Et ici pour Pecora Nera, même chose, il est venu me voir et m’a dit « Mais ce que tu fais avec ton corps, c’est magnifique ! » alors que lui, puisqu’il écrit ses pièces pour lui-même,il travaille avec un micro… il raconte la chose… C’est totalement différent !

En plus de cela, il devait beaucoup rire parce que nous jouions presque tous les passages qu’il avait coupé pour son propre spectacle et inversement, lui jouait justement des scènes que nous avions coupées !

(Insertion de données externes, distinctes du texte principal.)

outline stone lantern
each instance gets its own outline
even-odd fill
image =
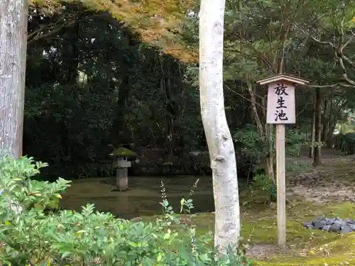
[[[129,159],[135,158],[137,155],[126,148],[118,148],[109,154],[114,157],[113,166],[116,170],[116,191],[125,191],[129,188],[128,169],[131,167],[131,162]]]

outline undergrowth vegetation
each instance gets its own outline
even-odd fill
[[[116,218],[87,204],[80,212],[48,211],[70,182],[31,177],[46,166],[32,158],[0,159],[0,261],[6,266],[247,265],[236,252],[216,256],[210,234],[179,220],[163,193],[165,215],[153,222]],[[190,213],[192,199],[181,200]],[[175,223],[185,238],[178,236]]]

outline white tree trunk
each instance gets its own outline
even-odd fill
[[[240,235],[236,156],[223,94],[224,5],[202,0],[199,14],[201,115],[213,174],[214,245],[222,252],[236,247]]]
[[[13,157],[22,155],[27,14],[27,0],[0,0],[0,153]]]

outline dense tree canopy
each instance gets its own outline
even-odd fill
[[[281,71],[311,81],[297,91],[292,126],[309,138],[316,90],[322,142],[330,143],[354,109],[355,6],[320,3],[227,1],[225,109],[239,165],[246,157],[273,153],[266,88],[256,86],[258,79]],[[168,168],[206,148],[197,91],[197,2],[31,4],[25,154],[62,172],[96,175],[104,170],[97,165],[107,159],[109,144],[153,148],[155,164]],[[255,135],[242,138],[244,131],[257,133],[266,142],[259,143],[263,149],[246,149]],[[191,163],[184,167],[201,171],[190,159],[183,159]]]

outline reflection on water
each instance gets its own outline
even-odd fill
[[[100,211],[109,211],[117,217],[132,218],[140,216],[162,214],[160,182],[165,187],[169,202],[175,212],[180,211],[181,198],[187,197],[196,180],[197,187],[192,197],[194,212],[214,211],[211,177],[177,176],[129,178],[130,189],[112,192],[115,178],[91,178],[75,180],[62,196],[63,209],[80,210],[87,203],[94,204]]]

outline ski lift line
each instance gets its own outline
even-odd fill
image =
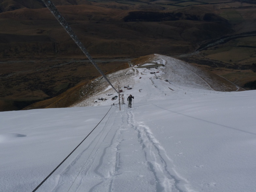
[[[104,74],[103,72],[101,71],[98,65],[95,62],[95,61],[92,58],[90,54],[87,51],[86,48],[84,46],[81,41],[78,39],[77,36],[75,34],[72,29],[69,26],[66,20],[59,13],[57,10],[55,6],[53,3],[49,0],[41,0],[42,1],[44,4],[47,8],[50,10],[51,12],[54,16],[59,23],[61,25],[66,31],[68,33],[71,37],[74,40],[80,49],[82,50],[83,53],[87,57],[89,60],[92,64],[94,66],[95,68],[97,69],[100,73],[104,78],[106,81],[107,81],[108,84],[111,86],[119,94],[120,93],[114,87],[114,86],[109,81],[106,76]]]
[[[54,169],[54,170],[53,170],[52,171],[52,172],[51,172],[51,173],[50,173],[50,174],[49,174],[49,175],[48,175],[48,176],[47,177],[46,177],[46,178],[45,178],[44,179],[44,180],[43,180],[43,181],[42,181],[41,182],[41,183],[40,183],[40,184],[39,185],[38,185],[38,186],[37,186],[36,187],[36,188],[35,188],[35,189],[34,189],[34,190],[33,190],[32,191],[32,192],[35,192],[35,191],[36,191],[37,190],[37,189],[38,189],[38,188],[39,188],[39,187],[40,187],[40,186],[41,185],[42,185],[42,184],[43,184],[44,183],[44,182],[45,182],[45,181],[46,181],[46,180],[47,180],[47,179],[48,179],[48,178],[49,178],[49,177],[50,177],[50,176],[51,176],[51,175],[52,174],[53,174],[53,173],[54,173],[54,172],[55,172],[55,171],[56,171],[56,170],[57,170],[57,169],[58,168],[59,168],[59,167],[60,167],[60,166],[61,165],[61,164],[62,164],[62,163],[63,163],[65,161],[66,161],[66,160],[67,160],[67,158],[68,158],[69,157],[69,156],[70,156],[70,155],[71,155],[71,154],[72,154],[73,153],[73,152],[74,151],[75,151],[75,150],[76,150],[76,149],[77,149],[77,148],[78,148],[78,147],[79,147],[79,146],[80,146],[80,145],[81,144],[82,144],[82,143],[83,143],[83,142],[84,142],[84,141],[85,140],[85,139],[86,139],[86,138],[87,138],[87,137],[88,137],[88,136],[89,135],[90,135],[90,134],[91,134],[92,133],[92,132],[93,132],[93,131],[94,131],[94,129],[95,129],[95,128],[96,128],[96,127],[97,127],[97,126],[98,126],[99,125],[99,124],[100,124],[100,123],[101,123],[101,121],[102,121],[102,120],[103,120],[103,119],[104,119],[104,118],[105,118],[105,117],[106,117],[106,116],[107,114],[108,113],[108,112],[109,112],[109,111],[110,111],[110,109],[111,109],[111,108],[112,108],[112,106],[113,106],[113,105],[111,105],[111,107],[110,107],[110,109],[109,109],[108,110],[108,112],[107,112],[107,113],[105,115],[105,116],[104,116],[103,117],[103,118],[102,118],[102,120],[100,120],[100,122],[99,122],[99,123],[98,123],[98,124],[97,124],[97,125],[96,125],[96,126],[95,126],[95,127],[94,127],[94,128],[93,128],[93,129],[92,130],[91,130],[91,132],[90,132],[90,133],[89,133],[89,134],[88,134],[88,135],[87,135],[87,136],[86,136],[85,137],[85,138],[84,139],[83,139],[83,140],[82,140],[82,141],[81,141],[81,142],[80,142],[80,143],[79,143],[79,144],[78,144],[78,145],[77,145],[77,146],[76,146],[76,147],[75,148],[75,149],[74,149],[74,150],[73,150],[73,151],[72,151],[71,152],[71,153],[70,153],[69,154],[69,155],[68,155],[68,156],[67,156],[67,157],[66,157],[66,158],[65,158],[64,159],[64,160],[63,161],[62,161],[60,163],[60,164],[59,164],[59,165],[58,165],[58,166],[57,166],[56,167],[56,168],[55,169]]]

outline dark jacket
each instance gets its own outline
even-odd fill
[[[129,96],[128,97],[128,98],[127,98],[127,101],[128,101],[128,99],[129,99],[129,100],[130,100],[130,101],[132,101],[132,98],[133,99],[134,99],[134,97],[133,96],[132,96],[132,97],[130,97],[130,96]]]

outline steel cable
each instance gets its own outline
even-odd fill
[[[109,80],[107,79],[106,76],[104,74],[103,72],[101,70],[100,68],[95,62],[95,61],[91,57],[90,54],[87,51],[86,48],[84,46],[82,43],[81,41],[78,39],[77,36],[75,34],[74,32],[72,30],[72,29],[69,26],[68,23],[64,19],[59,13],[59,11],[57,9],[53,3],[49,0],[41,0],[42,1],[44,4],[47,8],[50,10],[50,11],[54,16],[57,20],[59,22],[60,24],[63,27],[65,30],[67,31],[69,35],[70,36],[71,38],[74,40],[77,46],[79,47],[80,49],[82,50],[83,53],[86,56],[92,64],[96,69],[99,71],[100,73],[102,75],[103,77],[106,80],[108,84],[111,86],[114,90],[116,91],[118,94],[120,94],[117,90],[115,88],[113,85],[109,81]]]
[[[62,161],[59,164],[59,165],[56,167],[56,168],[55,169],[54,169],[54,170],[52,171],[52,172],[50,174],[49,174],[49,175],[47,177],[46,177],[45,178],[45,179],[44,179],[41,182],[41,183],[40,183],[39,185],[38,185],[38,186],[36,187],[34,190],[33,190],[32,191],[32,192],[34,192],[35,191],[36,191],[37,190],[37,189],[38,189],[38,188],[39,188],[40,187],[40,186],[42,184],[44,183],[44,182],[47,180],[47,179],[48,179],[50,177],[50,176],[51,176],[52,175],[52,174],[54,172],[57,170],[57,169],[59,167],[59,166],[60,166],[61,165],[61,164],[62,163],[63,163],[65,161],[66,161],[66,160],[71,155],[71,154],[72,153],[73,153],[73,152],[75,151],[75,150],[78,147],[79,147],[79,146],[82,144],[82,143],[83,143],[83,142],[84,142],[84,141],[86,139],[86,138],[87,138],[88,137],[88,136],[89,135],[90,135],[90,134],[96,128],[96,127],[97,127],[97,126],[98,126],[99,125],[99,124],[100,123],[100,122],[102,121],[102,120],[103,120],[103,119],[105,118],[105,117],[106,117],[106,116],[108,114],[108,112],[109,112],[109,111],[110,110],[110,109],[111,109],[111,108],[112,108],[112,107],[113,106],[113,105],[111,105],[111,107],[110,107],[110,108],[109,109],[109,110],[108,110],[108,111],[107,112],[107,113],[105,115],[105,116],[103,117],[103,118],[102,118],[102,119],[99,122],[99,123],[98,124],[97,124],[97,125],[96,125],[96,126],[95,126],[95,127],[94,127],[92,130],[89,133],[89,134],[87,135],[87,136],[80,143],[79,143],[79,144],[78,144],[78,145],[77,145],[77,146],[76,146],[76,147],[74,149],[74,150],[73,150],[72,151],[72,152],[71,152],[66,157],[66,158],[65,158],[64,159],[64,160],[63,161]]]

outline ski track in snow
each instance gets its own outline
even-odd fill
[[[133,111],[136,108],[127,110],[127,122],[137,133],[138,141],[145,154],[145,158],[155,178],[156,191],[184,191],[178,186],[182,179],[177,175],[174,176],[175,173],[171,173],[169,170],[172,169],[169,167],[173,167],[173,162],[164,148],[154,137],[149,127],[143,122],[135,121]]]

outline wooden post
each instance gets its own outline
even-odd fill
[[[120,88],[119,88],[119,85],[118,85],[118,96],[119,99],[119,110],[121,111],[121,104],[120,102]]]

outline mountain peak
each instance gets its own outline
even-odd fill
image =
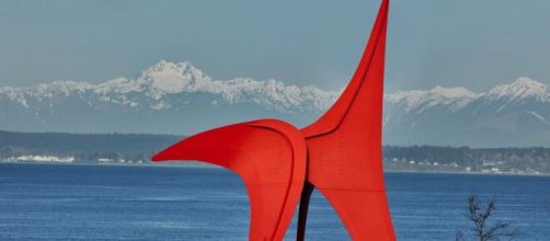
[[[508,84],[501,84],[488,92],[489,100],[511,100],[534,97],[542,102],[550,102],[550,89],[536,80],[522,77]]]
[[[139,82],[148,82],[157,92],[180,93],[184,90],[196,91],[198,85],[209,82],[211,78],[191,62],[171,62],[160,60],[149,67],[137,78]]]

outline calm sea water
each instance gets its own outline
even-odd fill
[[[455,240],[470,193],[520,240],[550,240],[550,177],[387,173],[399,240]],[[0,240],[247,240],[239,177],[221,169],[0,163]],[[295,237],[295,222],[287,239]],[[348,240],[314,193],[308,240]]]

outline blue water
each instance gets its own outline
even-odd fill
[[[495,195],[520,240],[550,240],[550,177],[387,173],[399,240],[455,240],[466,198]],[[296,220],[295,220],[296,221]],[[220,169],[0,163],[0,240],[247,240],[239,177]],[[295,223],[287,240],[294,240]],[[348,240],[314,193],[307,240]]]

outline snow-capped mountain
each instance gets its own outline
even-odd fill
[[[386,95],[388,144],[550,146],[550,89],[529,78],[485,93],[465,88]]]
[[[336,96],[277,80],[215,80],[191,62],[160,61],[134,79],[0,87],[0,129],[184,135],[265,117],[305,126]],[[390,145],[550,146],[550,89],[519,78],[484,93],[398,91],[385,96],[383,125]]]
[[[306,124],[335,92],[250,78],[214,80],[191,62],[160,61],[135,79],[0,88],[0,129],[188,134],[250,118]]]

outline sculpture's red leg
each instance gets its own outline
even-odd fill
[[[302,130],[308,181],[336,209],[353,240],[394,240],[381,162],[388,0],[359,66],[336,103]]]
[[[192,136],[156,154],[153,161],[199,160],[237,172],[250,197],[250,240],[283,240],[300,198],[306,158],[298,129],[266,119]]]

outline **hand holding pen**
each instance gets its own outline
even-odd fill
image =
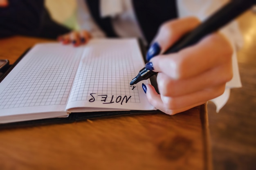
[[[151,59],[146,66],[159,72],[157,81],[160,94],[150,84],[143,84],[142,87],[151,104],[166,113],[185,111],[219,96],[232,77],[232,49],[218,33],[178,53],[155,56],[199,23],[191,17],[166,23],[148,53],[147,58]]]
[[[130,84],[159,72],[160,94],[150,84],[142,84],[142,88],[149,102],[169,115],[220,95],[233,77],[232,49],[225,37],[216,31],[256,3],[233,0],[200,24],[191,18],[166,22],[148,53],[148,59],[154,57]]]

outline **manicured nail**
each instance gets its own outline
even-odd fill
[[[142,89],[143,89],[143,91],[145,92],[145,93],[147,93],[147,86],[146,86],[144,83],[142,83]]]
[[[150,47],[147,53],[146,59],[149,61],[153,57],[158,55],[161,51],[161,48],[157,42],[155,42]]]
[[[84,43],[85,42],[85,39],[83,37],[81,37],[80,38],[80,41],[82,43]]]
[[[145,67],[150,70],[154,70],[154,67],[153,66],[153,63],[151,62],[149,62],[146,63]]]

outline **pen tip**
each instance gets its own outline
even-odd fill
[[[132,79],[132,81],[130,82],[130,85],[133,85],[133,84],[135,84],[135,82],[136,81],[136,79],[137,79],[137,77],[136,77],[134,78],[133,79]]]

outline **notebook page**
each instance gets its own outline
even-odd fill
[[[144,66],[136,39],[91,40],[85,46],[67,110],[153,110],[141,88],[150,81],[130,85]]]
[[[0,83],[0,116],[63,115],[82,53],[82,47],[60,43],[34,46]]]

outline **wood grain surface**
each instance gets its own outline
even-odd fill
[[[49,41],[0,40],[0,58]],[[206,107],[0,130],[0,169],[211,169]]]
[[[231,89],[219,113],[208,105],[216,170],[256,170],[256,8],[237,21],[244,41],[238,53],[243,87]]]

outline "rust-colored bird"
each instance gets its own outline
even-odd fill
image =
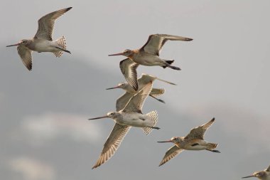
[[[159,57],[159,53],[162,46],[168,40],[190,41],[193,39],[168,34],[152,34],[149,36],[146,43],[139,49],[126,49],[122,53],[109,55],[122,55],[128,57],[128,58],[120,62],[120,69],[126,81],[135,90],[138,90],[136,68],[139,65],[147,66],[158,65],[163,68],[168,67],[174,70],[180,70],[178,67],[171,65],[174,61],[173,60],[166,60]]]

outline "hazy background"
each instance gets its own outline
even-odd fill
[[[37,21],[72,6],[55,23],[53,38],[65,35],[68,49],[33,54],[33,70],[15,47],[33,37]],[[0,179],[240,179],[270,164],[269,1],[2,1],[0,65]],[[115,108],[124,81],[124,57],[151,33],[193,38],[168,41],[161,56],[181,71],[142,67],[178,84],[164,88],[162,104],[148,98],[143,112],[156,110],[158,126],[148,136],[132,128],[115,155],[92,170],[114,126],[87,121]],[[222,153],[185,151],[158,165],[173,144],[215,117],[205,139]]]

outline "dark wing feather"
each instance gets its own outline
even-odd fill
[[[159,166],[178,155],[181,152],[183,152],[183,149],[178,147],[176,145],[174,145],[173,147],[171,147],[165,154],[165,156],[163,157],[162,161],[159,164]]]
[[[114,154],[130,128],[130,126],[123,126],[117,123],[115,124],[114,129],[104,144],[103,150],[100,154],[99,159],[92,169],[99,166]]]
[[[61,16],[70,9],[72,7],[60,9],[41,17],[38,20],[38,28],[34,38],[53,41],[52,35],[56,18]]]
[[[138,90],[137,70],[139,64],[129,58],[120,62],[120,69],[127,83],[135,90]]]
[[[124,108],[124,112],[141,112],[144,101],[152,90],[153,82],[146,85],[139,92],[134,95]]]
[[[190,130],[190,132],[185,137],[185,139],[203,139],[203,136],[206,130],[212,125],[214,122],[215,118],[212,118],[210,122],[205,123],[201,126],[196,127]]]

Voir que nous avions produit un spectacle totalement différent l’a d’autant plus fasciné qu’il va tourner un film Pecore Nera en mars 2010.

Il faut dire que le texte est fabuleux et qu’il est admirablement mis en évidence par ce que tu fais avec ton corps

Mais note bien que le corps ne mange pas le texte. C’est ce qu’on a voulu avec Pietro : que le corps ne prenne pas le pas sur le texte. Il faut surtout que le texte s’entende.

C’est une poésie

Oh c’est d’une beauté rare...

Je trouve que la pièce est hyper bien construite. C’est un modèle d’écriture théâtrale

Celestini est un magicien

Des exigences de calendrier font que lorsque cette interview paraîtra il ne restera à nos lecteurs que 2 possibilités de voir Pecora Nera… en tournée à Tournai ! Mais le succès avéré fera, sans doute que le Rideau la reprendra, comme il l’a fait pour les précédentes pièces de Celestini. Et à ce propos, puisqu’on reprend pour le moment Histoires d’un Idiot de Guerre (Storie di uno scemo di guerra) [4] à Bruxelles et en tournée, peux-tu nous en dire quelques mots ?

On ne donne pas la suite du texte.